Getting adults to quit smoking and preventing kids from ever starting are the best defenses against heart disease, stroke and other diseases, according to a new study.
Experts’ rankings of the top 28 evidence-based preventive services that health-care providers could offer were released Monday in a study conducted by the National Commission on Prevention Priorities and published in the Annals of Family Medicine. Understanding the impact of these services can help patients, health-care practices and policymakers put their time and money in the right places, the study authors found.
Smoking, the leading cause of preventable death in the U.S., kills about half a million Americans a year. More than 100,000 deaths annually could be prevented with smoking cessation and prevention, the authors said.
“Evidence indicates that receiving advice and help from a doctor can more than double the chance of smokers being successful at quitting,” said Michael Maciosek, senior research investigator and health economist at HealthPartners Institute for Education and Research in Minneapolis. “Trying until successful so that a patient can quit before a serious smoking-related disease sets in can extend quantity and quality of life and reduce health-care costs.”
Working with HealthPartners Institute researchers, the National Commission on Prevention Priorities ranked each service based on its cost-effectiveness and how well it has been proven to prevent disease.

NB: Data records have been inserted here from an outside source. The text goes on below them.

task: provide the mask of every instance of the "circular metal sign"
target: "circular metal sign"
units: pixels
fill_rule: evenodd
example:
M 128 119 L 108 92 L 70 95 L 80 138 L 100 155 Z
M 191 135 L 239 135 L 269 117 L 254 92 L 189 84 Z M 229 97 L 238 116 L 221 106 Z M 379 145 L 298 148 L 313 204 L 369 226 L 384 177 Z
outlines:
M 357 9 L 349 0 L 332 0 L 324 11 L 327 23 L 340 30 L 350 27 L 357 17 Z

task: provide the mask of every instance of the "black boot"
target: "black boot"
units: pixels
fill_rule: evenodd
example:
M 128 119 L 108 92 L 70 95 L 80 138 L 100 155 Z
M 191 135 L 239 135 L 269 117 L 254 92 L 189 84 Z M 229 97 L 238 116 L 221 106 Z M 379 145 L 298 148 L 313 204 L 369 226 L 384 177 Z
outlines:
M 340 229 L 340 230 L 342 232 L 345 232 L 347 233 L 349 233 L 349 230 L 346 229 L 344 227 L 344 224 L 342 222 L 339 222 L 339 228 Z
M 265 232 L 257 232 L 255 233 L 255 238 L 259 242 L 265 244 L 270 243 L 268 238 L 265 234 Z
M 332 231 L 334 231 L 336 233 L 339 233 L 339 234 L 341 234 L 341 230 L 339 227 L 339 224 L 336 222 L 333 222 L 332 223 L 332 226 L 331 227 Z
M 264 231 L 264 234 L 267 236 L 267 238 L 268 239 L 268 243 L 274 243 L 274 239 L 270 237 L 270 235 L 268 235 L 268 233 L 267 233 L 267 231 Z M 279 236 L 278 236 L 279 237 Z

The tobacco recommendation and childhood immunizations all scored 10 out of a possible 10 on the authors’ scoring system.
Researchers probed the value of brief, annual tobacco counseling for 4 million youth and adults, finding that it saves lives and reduces health-care costs. But only one-third of the potential health and economic benefits of counseling are actually being realized, the authors said.
Youth counseling could prevent 42,686 smoking deaths and save $225 a person in health-care costs annually, according to the study. Adult counseling could stop 69,901 smoking fatalities and save $580 a person per year.
Maciosek said patient access to smoking help has never been greater, but there’s a catch.
“The ability of clinicians to address tobacco use is threatened by pressures on primary care physicians to increase their scope while managing the same number of patients and by looming changes to health insurance policy,” he said.
Direct medical costs from smoking are estimated at $175 billion per year. Although fewer adults are smoking, 42 million adults continue the deadly habit, and in 2015, 1.6 million middle- and high-school students reported smoking in the last 30 days.
Researchers also looked at three other services to prevent cardiovascular disease: high blood pressure screening, cholesterol screening and aspirin counseling. High blood pressure services had the biggest impact, followed closely by cholesterol screening and treatment, with aspirin counseling having a lower health impact.
The National Commission on Prevention Priorities provides information to help decision makers identify prevention services and policies that maximize health benefits.